The trial compared neonatal units who provided a Family Integrated Care (FICare) programme, with neonatal units providing standard care. There were 895 babies born at 33 weeks who were in neonatal units with the FICare programme. These were compared to the 891 babies in neonatal units with standard care.
Parents who were more directly involved in their children’s care bathed, fed, changed and dressed their babies. They also gave medication and took their child’s temperature.
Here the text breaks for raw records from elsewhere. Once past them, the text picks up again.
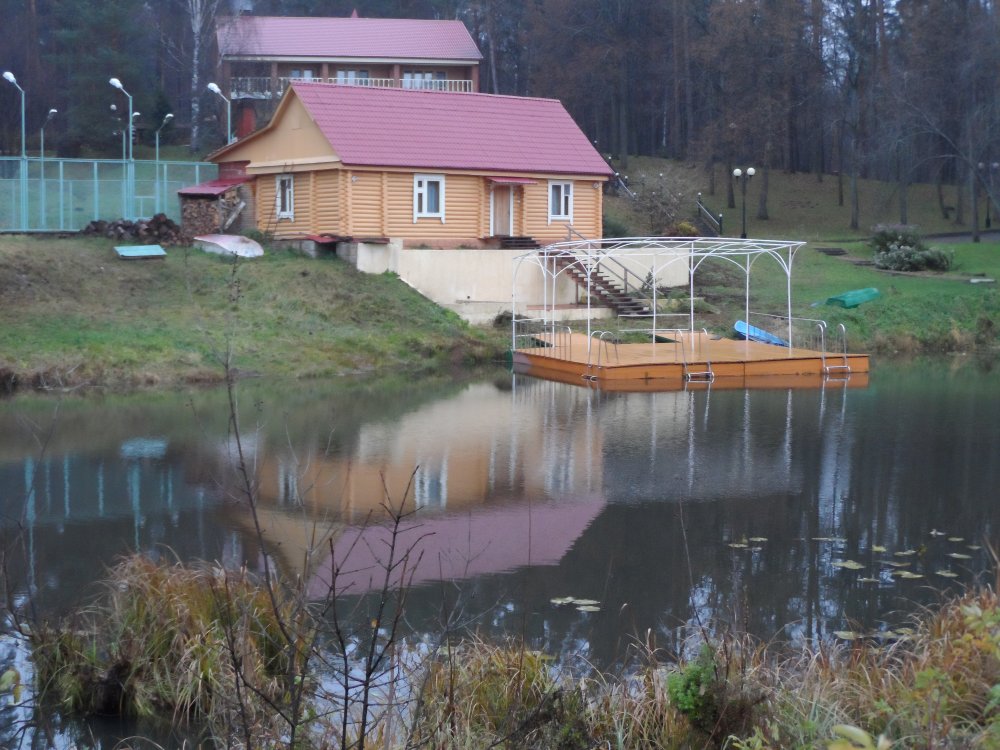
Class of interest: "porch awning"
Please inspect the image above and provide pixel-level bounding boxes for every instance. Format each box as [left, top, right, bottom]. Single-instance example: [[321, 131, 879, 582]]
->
[[177, 176, 253, 196], [486, 177, 538, 185]]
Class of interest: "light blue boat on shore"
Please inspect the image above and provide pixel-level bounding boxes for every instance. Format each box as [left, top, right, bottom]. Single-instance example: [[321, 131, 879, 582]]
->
[[733, 320, 788, 346]]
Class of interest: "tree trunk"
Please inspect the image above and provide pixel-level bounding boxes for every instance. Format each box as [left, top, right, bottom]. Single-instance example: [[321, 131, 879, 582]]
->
[[618, 91, 628, 169]]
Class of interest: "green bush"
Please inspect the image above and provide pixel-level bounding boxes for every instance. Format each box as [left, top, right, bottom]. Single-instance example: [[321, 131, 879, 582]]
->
[[601, 216, 631, 237], [667, 643, 719, 734], [869, 225, 953, 271]]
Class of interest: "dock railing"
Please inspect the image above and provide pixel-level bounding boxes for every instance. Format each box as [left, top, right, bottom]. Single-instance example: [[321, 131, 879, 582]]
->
[[747, 312, 826, 352], [511, 317, 573, 359]]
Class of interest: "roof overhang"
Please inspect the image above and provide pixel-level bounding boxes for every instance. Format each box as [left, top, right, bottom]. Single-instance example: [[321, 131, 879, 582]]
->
[[247, 156, 343, 175], [486, 177, 538, 185], [223, 54, 481, 65], [177, 177, 251, 196]]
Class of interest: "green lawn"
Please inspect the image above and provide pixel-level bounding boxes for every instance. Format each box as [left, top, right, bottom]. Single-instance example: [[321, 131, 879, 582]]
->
[[0, 236, 506, 385]]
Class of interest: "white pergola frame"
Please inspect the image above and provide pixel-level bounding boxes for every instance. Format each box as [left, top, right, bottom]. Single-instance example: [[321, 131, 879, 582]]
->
[[511, 237, 805, 348]]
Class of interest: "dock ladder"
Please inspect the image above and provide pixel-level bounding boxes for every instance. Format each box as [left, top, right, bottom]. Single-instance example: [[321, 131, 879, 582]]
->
[[583, 331, 618, 380], [817, 322, 851, 376], [677, 328, 715, 383]]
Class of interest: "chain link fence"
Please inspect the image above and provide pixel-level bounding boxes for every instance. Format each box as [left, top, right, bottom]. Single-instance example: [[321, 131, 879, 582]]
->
[[0, 161, 218, 232]]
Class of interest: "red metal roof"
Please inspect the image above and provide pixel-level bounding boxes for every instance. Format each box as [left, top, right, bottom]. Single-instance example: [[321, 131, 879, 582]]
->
[[289, 83, 612, 176], [216, 16, 483, 61], [177, 175, 253, 195]]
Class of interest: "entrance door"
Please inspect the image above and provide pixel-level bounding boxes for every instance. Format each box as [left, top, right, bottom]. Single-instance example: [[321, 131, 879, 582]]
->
[[493, 185, 514, 237]]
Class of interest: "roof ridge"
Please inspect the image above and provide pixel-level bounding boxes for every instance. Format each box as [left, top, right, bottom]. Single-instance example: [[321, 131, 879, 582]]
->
[[289, 79, 565, 106], [219, 14, 476, 22]]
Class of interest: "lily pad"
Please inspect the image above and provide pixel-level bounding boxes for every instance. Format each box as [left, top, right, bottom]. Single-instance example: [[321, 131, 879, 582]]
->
[[833, 560, 865, 570]]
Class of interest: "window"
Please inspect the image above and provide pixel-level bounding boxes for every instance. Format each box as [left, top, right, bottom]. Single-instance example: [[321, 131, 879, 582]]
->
[[403, 70, 448, 91], [549, 182, 573, 224], [274, 174, 295, 221], [413, 174, 444, 224], [337, 70, 368, 86]]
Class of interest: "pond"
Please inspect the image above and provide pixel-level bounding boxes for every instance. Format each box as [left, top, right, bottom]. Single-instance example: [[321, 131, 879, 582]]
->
[[0, 358, 1000, 748]]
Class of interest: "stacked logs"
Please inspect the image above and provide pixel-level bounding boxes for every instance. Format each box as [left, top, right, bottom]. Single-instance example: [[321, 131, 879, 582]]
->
[[80, 214, 187, 246]]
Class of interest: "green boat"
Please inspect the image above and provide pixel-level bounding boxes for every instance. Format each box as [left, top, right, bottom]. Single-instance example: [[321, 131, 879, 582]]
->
[[826, 286, 881, 307]]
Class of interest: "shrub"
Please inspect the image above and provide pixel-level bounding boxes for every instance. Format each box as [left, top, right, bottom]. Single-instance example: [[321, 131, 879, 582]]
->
[[601, 216, 630, 237], [869, 225, 953, 272]]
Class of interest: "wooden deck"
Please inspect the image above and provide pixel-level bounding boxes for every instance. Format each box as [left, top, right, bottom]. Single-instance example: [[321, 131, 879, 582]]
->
[[513, 332, 869, 391]]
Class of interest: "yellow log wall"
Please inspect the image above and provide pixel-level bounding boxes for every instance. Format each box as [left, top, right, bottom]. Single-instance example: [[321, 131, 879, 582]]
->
[[312, 169, 344, 234], [257, 172, 315, 237], [515, 178, 604, 243], [257, 169, 602, 243]]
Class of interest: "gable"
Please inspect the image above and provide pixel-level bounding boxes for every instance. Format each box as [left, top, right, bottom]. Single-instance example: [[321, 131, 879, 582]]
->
[[209, 97, 340, 174]]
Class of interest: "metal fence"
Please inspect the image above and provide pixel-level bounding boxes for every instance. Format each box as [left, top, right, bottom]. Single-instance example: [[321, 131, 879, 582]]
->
[[0, 156, 218, 232]]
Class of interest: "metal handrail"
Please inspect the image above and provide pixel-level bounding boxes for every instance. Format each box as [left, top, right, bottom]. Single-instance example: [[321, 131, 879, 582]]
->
[[587, 331, 619, 369], [681, 328, 715, 383], [696, 193, 722, 237], [816, 320, 851, 375]]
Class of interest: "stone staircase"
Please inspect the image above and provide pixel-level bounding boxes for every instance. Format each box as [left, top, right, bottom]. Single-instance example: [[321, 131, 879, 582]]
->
[[550, 253, 653, 317], [500, 237, 541, 250]]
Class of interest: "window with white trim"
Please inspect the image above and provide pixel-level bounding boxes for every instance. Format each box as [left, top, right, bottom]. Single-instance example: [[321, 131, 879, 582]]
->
[[413, 174, 444, 224], [274, 174, 295, 221], [549, 182, 573, 224]]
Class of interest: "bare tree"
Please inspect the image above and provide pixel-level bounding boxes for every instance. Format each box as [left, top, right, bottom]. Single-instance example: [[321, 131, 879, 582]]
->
[[186, 0, 219, 151]]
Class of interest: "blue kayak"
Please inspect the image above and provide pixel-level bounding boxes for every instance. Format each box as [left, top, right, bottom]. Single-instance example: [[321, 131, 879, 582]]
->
[[733, 320, 788, 346]]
They took part in clinical decisions and ward rounds and helped to chart their baby’s growth and progress.
They also committed to being at their baby’s incubator for at least six hours a day, five days a week.
After 21 days, babies in the FICare group had put on more weight and showed higher daily weight gain than those receiving the standard care.
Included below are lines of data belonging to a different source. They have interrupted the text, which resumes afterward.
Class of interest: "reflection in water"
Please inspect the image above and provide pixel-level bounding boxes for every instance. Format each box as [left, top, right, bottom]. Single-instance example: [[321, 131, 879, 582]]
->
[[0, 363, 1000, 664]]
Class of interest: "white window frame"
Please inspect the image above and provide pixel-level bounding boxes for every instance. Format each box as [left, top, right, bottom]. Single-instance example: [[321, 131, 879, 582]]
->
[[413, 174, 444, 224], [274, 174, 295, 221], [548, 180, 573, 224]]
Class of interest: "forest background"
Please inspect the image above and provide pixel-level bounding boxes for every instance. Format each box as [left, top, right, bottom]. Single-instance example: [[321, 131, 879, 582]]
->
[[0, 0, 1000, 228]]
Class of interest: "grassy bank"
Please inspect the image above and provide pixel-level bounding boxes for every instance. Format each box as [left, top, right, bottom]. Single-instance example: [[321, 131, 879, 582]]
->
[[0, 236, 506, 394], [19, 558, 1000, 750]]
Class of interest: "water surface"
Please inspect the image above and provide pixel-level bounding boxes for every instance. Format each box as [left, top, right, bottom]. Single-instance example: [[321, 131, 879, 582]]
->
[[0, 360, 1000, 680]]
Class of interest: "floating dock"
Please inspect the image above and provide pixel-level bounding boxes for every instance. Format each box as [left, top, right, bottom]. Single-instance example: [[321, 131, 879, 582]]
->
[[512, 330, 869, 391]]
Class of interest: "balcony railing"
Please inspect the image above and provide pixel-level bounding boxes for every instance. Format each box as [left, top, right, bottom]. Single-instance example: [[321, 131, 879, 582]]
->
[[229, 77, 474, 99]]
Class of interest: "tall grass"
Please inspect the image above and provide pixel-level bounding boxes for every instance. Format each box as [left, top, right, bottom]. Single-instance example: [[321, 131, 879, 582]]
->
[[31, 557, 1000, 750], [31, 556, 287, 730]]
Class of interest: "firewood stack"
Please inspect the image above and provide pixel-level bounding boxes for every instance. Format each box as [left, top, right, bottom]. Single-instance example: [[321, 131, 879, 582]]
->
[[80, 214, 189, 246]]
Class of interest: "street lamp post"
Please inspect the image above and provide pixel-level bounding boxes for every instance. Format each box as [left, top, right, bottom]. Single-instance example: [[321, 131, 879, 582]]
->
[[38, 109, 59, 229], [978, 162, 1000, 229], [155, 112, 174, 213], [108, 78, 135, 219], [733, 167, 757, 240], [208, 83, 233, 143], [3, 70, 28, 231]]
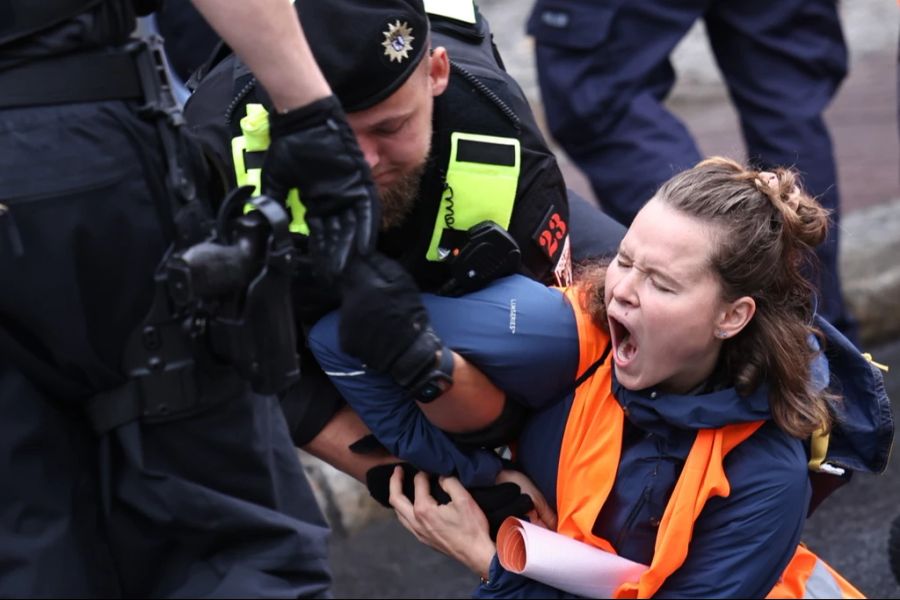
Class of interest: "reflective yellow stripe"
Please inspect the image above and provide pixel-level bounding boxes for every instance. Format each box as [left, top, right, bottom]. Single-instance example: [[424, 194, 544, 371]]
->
[[863, 352, 891, 373], [231, 104, 309, 235], [808, 430, 830, 471], [425, 132, 522, 261]]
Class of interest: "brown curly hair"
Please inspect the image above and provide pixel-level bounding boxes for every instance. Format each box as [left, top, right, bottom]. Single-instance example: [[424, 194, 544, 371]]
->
[[577, 157, 836, 438]]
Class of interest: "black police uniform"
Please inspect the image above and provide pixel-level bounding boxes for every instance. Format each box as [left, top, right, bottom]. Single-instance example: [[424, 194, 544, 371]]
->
[[0, 0, 330, 597], [185, 3, 624, 446], [528, 0, 856, 338]]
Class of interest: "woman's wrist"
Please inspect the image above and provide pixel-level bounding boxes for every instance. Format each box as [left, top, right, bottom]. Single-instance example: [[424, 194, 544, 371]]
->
[[468, 539, 497, 583]]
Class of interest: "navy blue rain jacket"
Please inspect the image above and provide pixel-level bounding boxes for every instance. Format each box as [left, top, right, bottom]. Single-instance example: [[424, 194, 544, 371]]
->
[[310, 276, 893, 598]]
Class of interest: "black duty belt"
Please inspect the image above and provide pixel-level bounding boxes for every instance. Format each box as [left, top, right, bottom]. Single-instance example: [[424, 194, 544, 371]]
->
[[0, 49, 143, 108]]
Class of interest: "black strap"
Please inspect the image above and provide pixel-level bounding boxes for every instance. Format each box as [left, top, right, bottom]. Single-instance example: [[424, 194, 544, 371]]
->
[[86, 364, 247, 435], [0, 50, 143, 108], [572, 342, 612, 391]]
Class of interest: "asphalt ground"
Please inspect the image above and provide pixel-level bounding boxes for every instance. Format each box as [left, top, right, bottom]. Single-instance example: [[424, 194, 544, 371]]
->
[[331, 0, 900, 598], [331, 339, 900, 598]]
Caroline Lee-Davey, chief executive of the premature and sick baby charity Bliss said the new research adds to the “multitude of evidence” which shows that enabling parents to take an active role in their baby’s care significantly improves outcomes for babies born premature or sick.
We know that when parents are empowered to look after their own baby on the neonatal unit this has multiple positive outcomes for babies." Caroline Lee-Davey, chief executive of the premature and sick baby charity Bliss
Lee-Davey said the charity champions the key role of parents in taking a hands-on approach in the baby’s care: “Not only for the baby’s development but also to instil confidence in the parents as primary caregivers.”
She told HuffPost UK: “We know that when parents are empowered to look after their own baby on the neonatal unit this has multiple positive outcomes for babies – including reduced readmission rates and higher rates of breastfeeding – as well as a number of benefits to the parents’ mental health, and their bonding with their baby.
“This new study highlights the need for parents to be supported to spend as much time as they want with their baby in hospital.
“Neonatal units across the country must be properly funded to provide sufficient overnight accommodation and financial support – such as meal vouchers and free car parking - to parents so that they are able to play a full role in their baby’s care throughout their stay on a neonatal unit.”